Prima che essa giunga alle città e ai grandi trasformatori che ne riducono il potenziare per metterla a disposizione degli uomini ad una tensione opportuna, essa ha un voltaggio elevatissimo.
Eppure corre nelle campagne, sorretta da alte torri, in grossi fili scoperti. La loro disposizione, comunque, garantisce una certa sicurezza proprio perché questi fili sono posti ad altezze irraggiungibili, in luoghi isolati ed impervi.
Ogni filo elettrico, invece, che pur trasporti correnti a tensioni più basse ma che possa essere facilmente raggiunto dall'uomo, è convenientemente protetto da materiali isolanti, tra cui la gomma e certe materie plastiche.
Perché una certa sostanza è isolante?
Perché offre una notevole resistenza al passaggio della corrente, ovvero è un cattivo conduttore di corrente.
Noi sappiamo che l'elettricità non è altro che una continua fuga di elettroni che da un corpo elettrizzato passano ad un altro corpo a potenziale minore.
Bisogna però tener presente che la corrente che da un conduttore passa ad un altro conduttore non è una certa quantità di materia che si trasferisce da un punto all'altro ma, possiamo dire, solo una certa quantità di energia che mette in moto gli elettroni dei conduttori e del mezzo interposto.
Se però mettiamo in comunicazione due conduttori con un filo, il campo elettrico agisce sugli elettroni del conduttore a maggior potenziale, che scuotono gli atomi e le molecole del filo e i loro relativi elettroni, i quali mettono in movimento gli elettroni del conduttore a minor potenziale.
Se tra i due conduttori interponiamo un materiale «isolante» che cosa avviene?
Non appena la fuga degli elettroni raggiunge la sostanza isolante, trova delle molecole e degli atomi che non si lasciano strappare elettroni tanto facilmente e il campo elettrico subisce un'inevitabile battuta d'arresto.
Ecco perché, per evitare che la corrente elettrica di un filo attraverso il nostro corpo si scarichi a terra, si «isola» il filo avvolgendolo con materiali quali la gomma o speciali sostanze sintetiche.
Tra i materiali isolanti più noti ed usati, ricordiamo il vetro, la porcellana, la paraffina, il quarzo, l'olio e il legno.

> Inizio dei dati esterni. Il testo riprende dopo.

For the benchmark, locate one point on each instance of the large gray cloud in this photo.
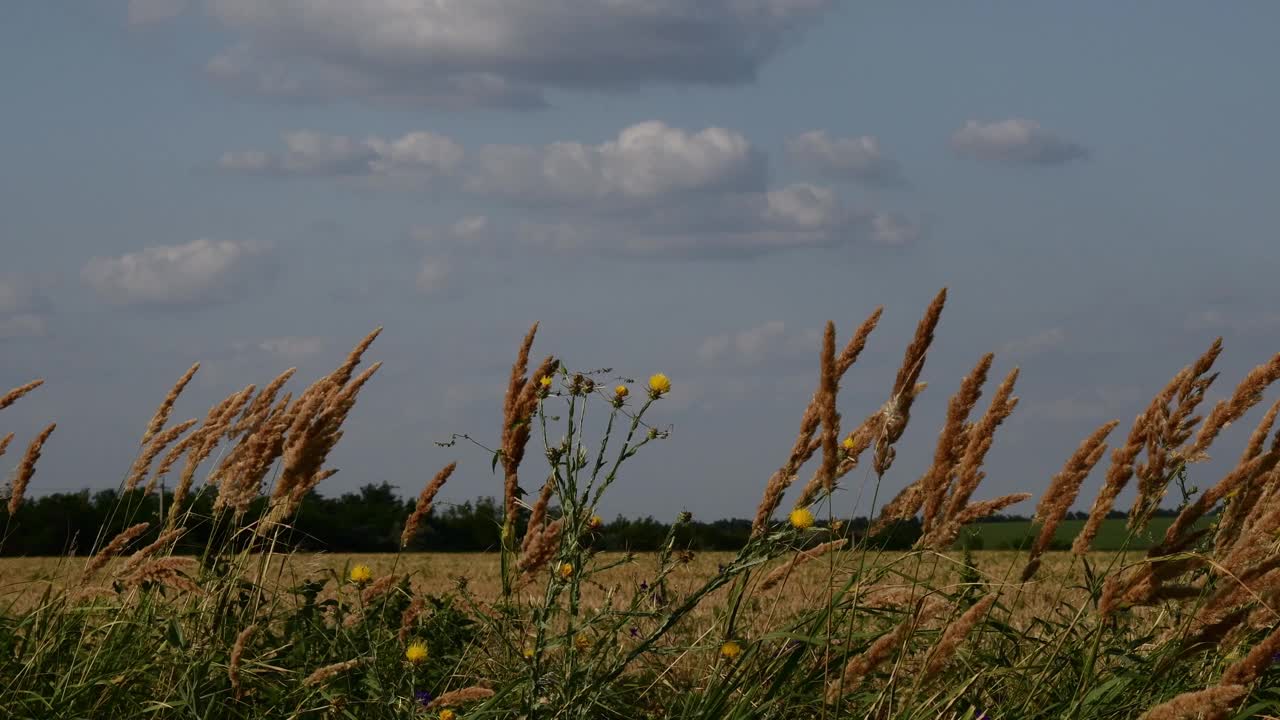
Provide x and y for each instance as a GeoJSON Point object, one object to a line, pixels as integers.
{"type": "Point", "coordinates": [653, 190]}
{"type": "Point", "coordinates": [199, 272]}
{"type": "Point", "coordinates": [497, 53]}
{"type": "Point", "coordinates": [310, 153]}
{"type": "Point", "coordinates": [23, 311]}
{"type": "Point", "coordinates": [1015, 141]}
{"type": "Point", "coordinates": [647, 162]}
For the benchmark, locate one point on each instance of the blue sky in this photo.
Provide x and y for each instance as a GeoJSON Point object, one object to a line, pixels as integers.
{"type": "Point", "coordinates": [667, 185]}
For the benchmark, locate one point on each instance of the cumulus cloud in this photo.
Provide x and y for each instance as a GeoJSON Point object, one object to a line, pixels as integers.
{"type": "Point", "coordinates": [1034, 343]}
{"type": "Point", "coordinates": [1247, 323]}
{"type": "Point", "coordinates": [433, 276]}
{"type": "Point", "coordinates": [292, 347]}
{"type": "Point", "coordinates": [199, 272]}
{"type": "Point", "coordinates": [497, 53]}
{"type": "Point", "coordinates": [844, 158]}
{"type": "Point", "coordinates": [764, 343]}
{"type": "Point", "coordinates": [645, 162]}
{"type": "Point", "coordinates": [1015, 141]}
{"type": "Point", "coordinates": [149, 12]}
{"type": "Point", "coordinates": [653, 190]}
{"type": "Point", "coordinates": [22, 311]}
{"type": "Point", "coordinates": [316, 154]}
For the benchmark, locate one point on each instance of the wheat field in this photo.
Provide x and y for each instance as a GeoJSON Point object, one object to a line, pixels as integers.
{"type": "Point", "coordinates": [804, 620]}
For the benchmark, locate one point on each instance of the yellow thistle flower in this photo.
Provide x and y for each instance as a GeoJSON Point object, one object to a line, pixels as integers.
{"type": "Point", "coordinates": [731, 650]}
{"type": "Point", "coordinates": [361, 574]}
{"type": "Point", "coordinates": [659, 384]}
{"type": "Point", "coordinates": [416, 654]}
{"type": "Point", "coordinates": [801, 519]}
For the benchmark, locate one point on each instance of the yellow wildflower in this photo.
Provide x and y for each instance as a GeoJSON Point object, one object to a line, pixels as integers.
{"type": "Point", "coordinates": [416, 652]}
{"type": "Point", "coordinates": [659, 384]}
{"type": "Point", "coordinates": [801, 519]}
{"type": "Point", "coordinates": [731, 650]}
{"type": "Point", "coordinates": [361, 574]}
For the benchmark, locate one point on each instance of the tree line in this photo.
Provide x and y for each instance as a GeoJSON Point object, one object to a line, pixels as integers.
{"type": "Point", "coordinates": [366, 520]}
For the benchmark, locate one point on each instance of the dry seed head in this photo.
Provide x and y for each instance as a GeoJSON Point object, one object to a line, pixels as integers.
{"type": "Point", "coordinates": [897, 410]}
{"type": "Point", "coordinates": [330, 671]}
{"type": "Point", "coordinates": [1063, 491]}
{"type": "Point", "coordinates": [159, 441]}
{"type": "Point", "coordinates": [424, 502]}
{"type": "Point", "coordinates": [137, 557]}
{"type": "Point", "coordinates": [237, 654]}
{"type": "Point", "coordinates": [461, 697]}
{"type": "Point", "coordinates": [119, 542]}
{"type": "Point", "coordinates": [978, 441]}
{"type": "Point", "coordinates": [16, 393]}
{"type": "Point", "coordinates": [827, 415]}
{"type": "Point", "coordinates": [882, 648]}
{"type": "Point", "coordinates": [161, 414]}
{"type": "Point", "coordinates": [341, 376]}
{"type": "Point", "coordinates": [538, 514]}
{"type": "Point", "coordinates": [27, 468]}
{"type": "Point", "coordinates": [937, 481]}
{"type": "Point", "coordinates": [164, 570]}
{"type": "Point", "coordinates": [542, 548]}
{"type": "Point", "coordinates": [785, 570]}
{"type": "Point", "coordinates": [1210, 703]}
{"type": "Point", "coordinates": [954, 636]}
{"type": "Point", "coordinates": [1226, 411]}
{"type": "Point", "coordinates": [1251, 666]}
{"type": "Point", "coordinates": [410, 618]}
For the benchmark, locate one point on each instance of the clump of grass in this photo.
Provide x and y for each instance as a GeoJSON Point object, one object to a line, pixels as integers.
{"type": "Point", "coordinates": [812, 618]}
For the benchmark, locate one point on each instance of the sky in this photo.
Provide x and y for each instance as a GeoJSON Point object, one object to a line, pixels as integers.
{"type": "Point", "coordinates": [682, 186]}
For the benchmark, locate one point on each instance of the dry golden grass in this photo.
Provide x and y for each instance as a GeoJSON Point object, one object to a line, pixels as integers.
{"type": "Point", "coordinates": [1055, 588]}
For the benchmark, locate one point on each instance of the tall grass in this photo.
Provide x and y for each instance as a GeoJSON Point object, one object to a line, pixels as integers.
{"type": "Point", "coordinates": [805, 620]}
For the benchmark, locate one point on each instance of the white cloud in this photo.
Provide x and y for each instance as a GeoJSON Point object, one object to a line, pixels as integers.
{"type": "Point", "coordinates": [647, 160]}
{"type": "Point", "coordinates": [844, 158]}
{"type": "Point", "coordinates": [22, 311]}
{"type": "Point", "coordinates": [149, 12]}
{"type": "Point", "coordinates": [471, 228]}
{"type": "Point", "coordinates": [202, 270]}
{"type": "Point", "coordinates": [757, 345]}
{"type": "Point", "coordinates": [1248, 323]}
{"type": "Point", "coordinates": [316, 154]}
{"type": "Point", "coordinates": [292, 347]}
{"type": "Point", "coordinates": [433, 277]}
{"type": "Point", "coordinates": [1015, 141]}
{"type": "Point", "coordinates": [1034, 343]}
{"type": "Point", "coordinates": [497, 53]}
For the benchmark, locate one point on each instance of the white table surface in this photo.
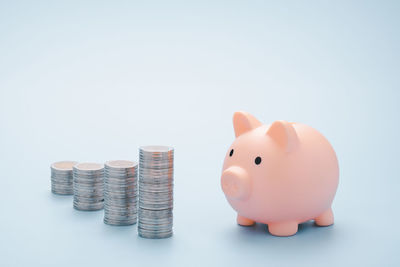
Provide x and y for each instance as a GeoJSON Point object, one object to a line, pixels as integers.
{"type": "Point", "coordinates": [93, 81]}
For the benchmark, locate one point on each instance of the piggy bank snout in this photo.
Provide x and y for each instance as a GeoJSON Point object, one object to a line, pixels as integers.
{"type": "Point", "coordinates": [235, 183]}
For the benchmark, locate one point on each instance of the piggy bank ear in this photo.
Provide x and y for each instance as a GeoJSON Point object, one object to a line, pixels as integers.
{"type": "Point", "coordinates": [283, 133]}
{"type": "Point", "coordinates": [244, 122]}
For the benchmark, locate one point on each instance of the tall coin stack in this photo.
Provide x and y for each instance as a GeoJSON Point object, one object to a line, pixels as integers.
{"type": "Point", "coordinates": [120, 192]}
{"type": "Point", "coordinates": [61, 177]}
{"type": "Point", "coordinates": [155, 191]}
{"type": "Point", "coordinates": [88, 186]}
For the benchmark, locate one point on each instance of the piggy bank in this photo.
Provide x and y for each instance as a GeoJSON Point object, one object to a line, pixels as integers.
{"type": "Point", "coordinates": [281, 175]}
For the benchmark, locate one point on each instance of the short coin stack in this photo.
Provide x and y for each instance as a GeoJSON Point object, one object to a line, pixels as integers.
{"type": "Point", "coordinates": [61, 177]}
{"type": "Point", "coordinates": [156, 191]}
{"type": "Point", "coordinates": [88, 186]}
{"type": "Point", "coordinates": [120, 192]}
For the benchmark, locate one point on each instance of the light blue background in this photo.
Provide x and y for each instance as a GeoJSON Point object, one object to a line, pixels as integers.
{"type": "Point", "coordinates": [92, 81]}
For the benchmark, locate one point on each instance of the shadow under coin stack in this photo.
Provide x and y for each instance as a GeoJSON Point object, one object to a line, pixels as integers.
{"type": "Point", "coordinates": [62, 178]}
{"type": "Point", "coordinates": [156, 191]}
{"type": "Point", "coordinates": [120, 192]}
{"type": "Point", "coordinates": [88, 186]}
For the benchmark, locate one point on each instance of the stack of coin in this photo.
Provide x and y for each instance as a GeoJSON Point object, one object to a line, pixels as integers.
{"type": "Point", "coordinates": [155, 191]}
{"type": "Point", "coordinates": [120, 192]}
{"type": "Point", "coordinates": [88, 186]}
{"type": "Point", "coordinates": [61, 177]}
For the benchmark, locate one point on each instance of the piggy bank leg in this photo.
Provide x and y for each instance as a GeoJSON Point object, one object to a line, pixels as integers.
{"type": "Point", "coordinates": [325, 219]}
{"type": "Point", "coordinates": [243, 221]}
{"type": "Point", "coordinates": [283, 228]}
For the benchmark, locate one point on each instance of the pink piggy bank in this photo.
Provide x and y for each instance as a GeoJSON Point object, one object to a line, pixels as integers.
{"type": "Point", "coordinates": [282, 174]}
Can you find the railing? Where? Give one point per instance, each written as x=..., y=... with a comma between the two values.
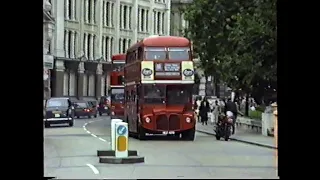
x=250, y=123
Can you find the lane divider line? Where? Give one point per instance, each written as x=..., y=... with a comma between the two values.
x=85, y=129
x=94, y=169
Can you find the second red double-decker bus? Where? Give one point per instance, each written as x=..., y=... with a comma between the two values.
x=159, y=76
x=117, y=85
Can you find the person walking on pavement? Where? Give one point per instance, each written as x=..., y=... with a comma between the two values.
x=203, y=111
x=197, y=107
x=231, y=106
x=216, y=111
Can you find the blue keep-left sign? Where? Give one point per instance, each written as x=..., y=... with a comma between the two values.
x=121, y=130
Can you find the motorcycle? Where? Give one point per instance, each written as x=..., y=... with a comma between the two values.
x=224, y=127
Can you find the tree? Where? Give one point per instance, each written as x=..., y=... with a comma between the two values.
x=235, y=40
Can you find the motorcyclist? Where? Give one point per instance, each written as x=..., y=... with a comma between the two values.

PERCHÉ I FILI DELLA CORRENTE SONO DI RAME?

Nella risposta precedente abbiamo detto come esistano in natura delle sostanze che non si lasciano perturbare dalla corrente elettrica e che perciò sono chiamate isolanti.
Ma vi sono altre sostanze che, per la loro particolare struttura, sono dei buoni conduttori di corrente.
Un campo elettrico, infatti, agisce sulle molecole e sugli atomi che compongono queste sostanze e la sua azione è particolarmente sensibile sugli elettroni dei vari atomi tanto che le loro traiettorie intorno al nucleo vengono modificate.
In queste sostanze il legame di attrazione che vincola gli elettroni al nucleo dell'atomo non è molto forte e perciò sotto la spinta del campo elettrico alcuni elettroni di superficie vengono sbalzati via dalle loro orbite e passano via via ad altri atomi.
In conclusione, se il campo elettrico di un conduttore produce un movimento di elettroni in un corpo con cui viene in contatto, la sostanza di cui questo corpo è composto può essere considerata buona conduttrice di corrente.
Una tra le sostanze più adatte alla buona conduzione d'elettricità è il rame: per questo la maggior parte dei fili utilizzati per ii trasporto della corrente è fatta di questo materiale.
È interessante sapere, però, che un'altra sostanza sta soppiantando il rame, per le sue ottime proprietà conduttrici: l'alluminio.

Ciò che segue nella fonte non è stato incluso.